Example: A drywell located at a site's loading dock cannot meet this requirement. The drywell would either need to hook up to the city system or isolate the stormwater discharge from the potential spill area. Stormwater Category Requirements (these apply to Rule Authorization Requirements)
Municipal owners with 50 or more UIC systems are required to provide additional data due to the volume being discharged and the risk to groundwater quality and public health. Municipalities must submit registration inventory data 90 days prior to construction for new sites for approval. The additional data is to include:
- Evaluation of the potential impacts to groundwater quality,
- Certification that the systems are not exposed to toxics, and
- Stormwater management plan that includes:
- Stormwater systems assessment,
- Systems controls (pretreatment, BMPs and source controls),
- Injection spill prevention plan,
- Maintenance plan,
- Employee and public education, and
- Annual monitoring and record keeping.
All existing and new UIC systems must be able to meet the rule authorization requirements. If existing UIC systems do not meet all the requirements, then regardless of the number of UIC systems owned, DEQ will require a state area wide permit.
Small municipal systems with under 50 UIC systems must submit registration inventory data 90 days prior to construction at new sites, certify that the stormwater is not exposed to hazardous substances, and prepare and implement a written stormwater management plan. All existing UIC systems must be able to meet the rule authorization requirements. If the existing systems cannot meet all requirements then the city/county or state agency must apply for a permit unless the UIC systems can be closed and an alternate means of stormwater disposal, such as surface infiltration facilities, can be used.

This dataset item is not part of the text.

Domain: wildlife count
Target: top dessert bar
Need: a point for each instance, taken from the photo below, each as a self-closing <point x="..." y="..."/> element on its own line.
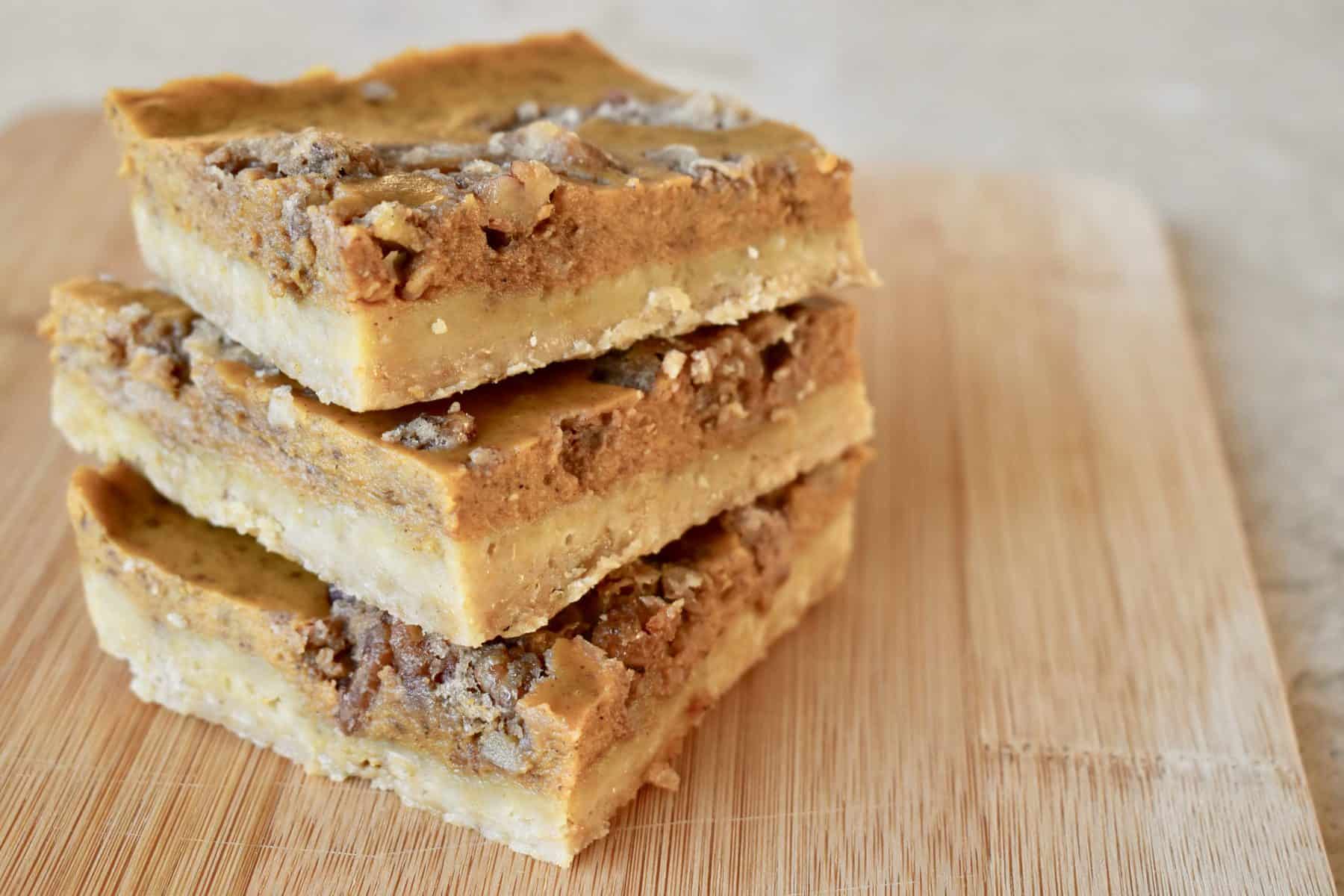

Industrial and commercial facilities that handle hazardous substances, toxic materials and petroleum products must certify that stormwater is not exposed to hazardous substances, toxic materials and petroleum products. The certification shall include site assessment, location of the materials and stormwater discharge points, methods used to prevent exposure, sampling, site controls (pretreatment, BMPs), spill prevention for UIC systems, maintenance plan, information on past spills/releases, and prepare and implement a written stormwater management plan.
Industrial and commercial facilities with no hazardous substances must certify non-exposure every five years and prepare and implement a written stormwater management plan.

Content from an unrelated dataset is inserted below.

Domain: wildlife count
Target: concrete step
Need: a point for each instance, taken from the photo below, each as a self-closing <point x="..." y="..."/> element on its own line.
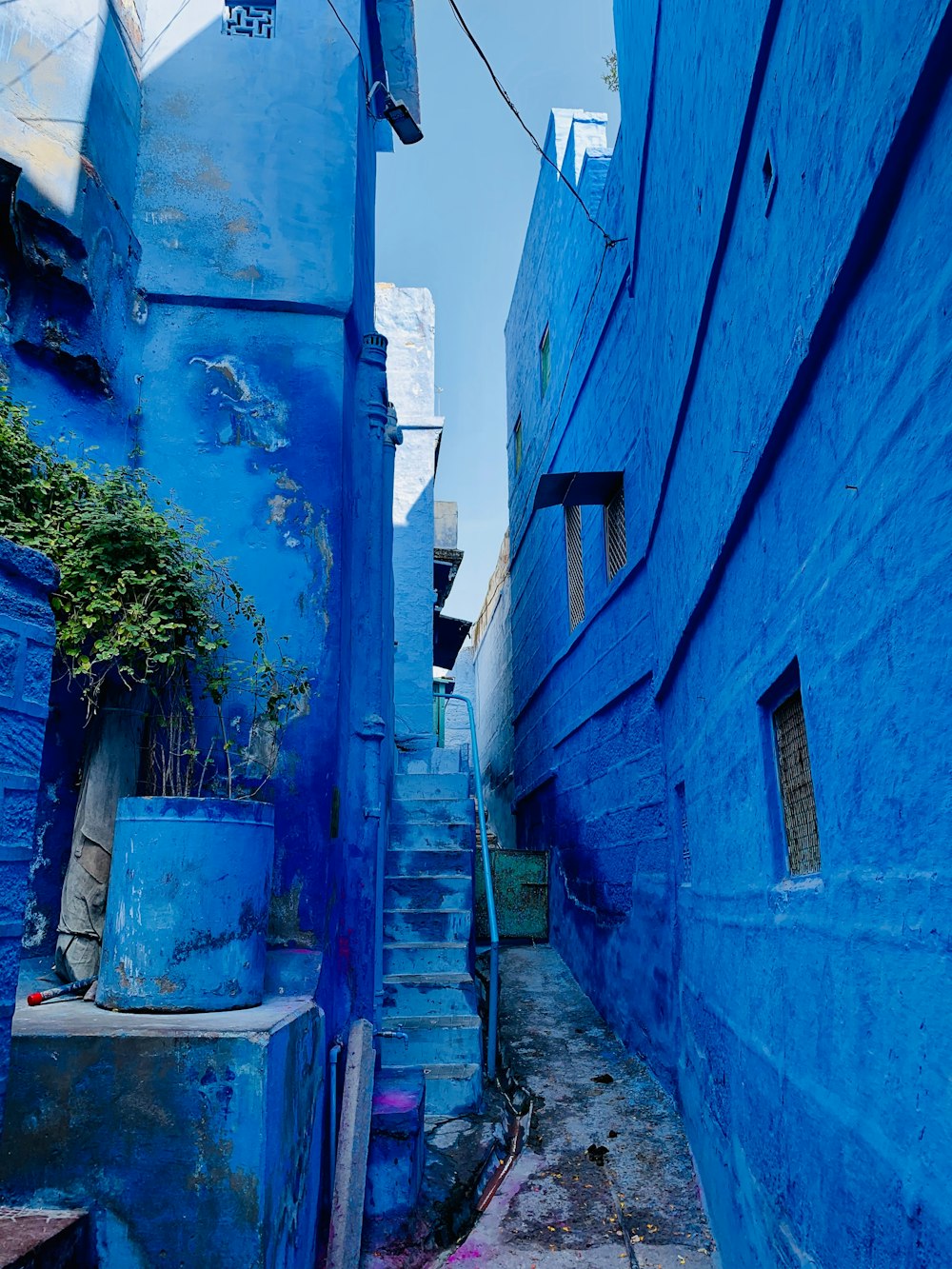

Large parking lots (big box) and high traffic areas with 1000 or more vehicle trips per day must certify non-exposure to hazardous substances, prepare and implement a written stormwater management plan, site assessment, site controls, annual monitoring and maintenance plan.
Small parking lots must certify non-exposure to hazardous materials and prepare and implement a written stormwater management plan.
Notification of change of status
Inventory information should be updated whenever a change occurs; for example, when a business changes ownership, when the UIC system is proposed for closure, sealed up, its use discontinued or when the site is abandoned or remodeled to serve another use. Existing registered owners and operators of UIC systems are required to notify DEQ in writing of any changes to operational status of the UIC system prior to use. DEQ can re-evaluate sites at this point in time to verify if the system is still protective of groundwater and allow or revoke the existing rule authorization.
Revocation of rule authorization
DEQ can revoke any rule authorization at a later date if a UIC system no longer complies with all requirements of rule authorization. Revocation will occur, for example, if the owner fails to install the approved pretreatment system, or is later found to be too close to a water well or submitted falsified data. Sites approved and later found to be in need of cleanup will also be revoked.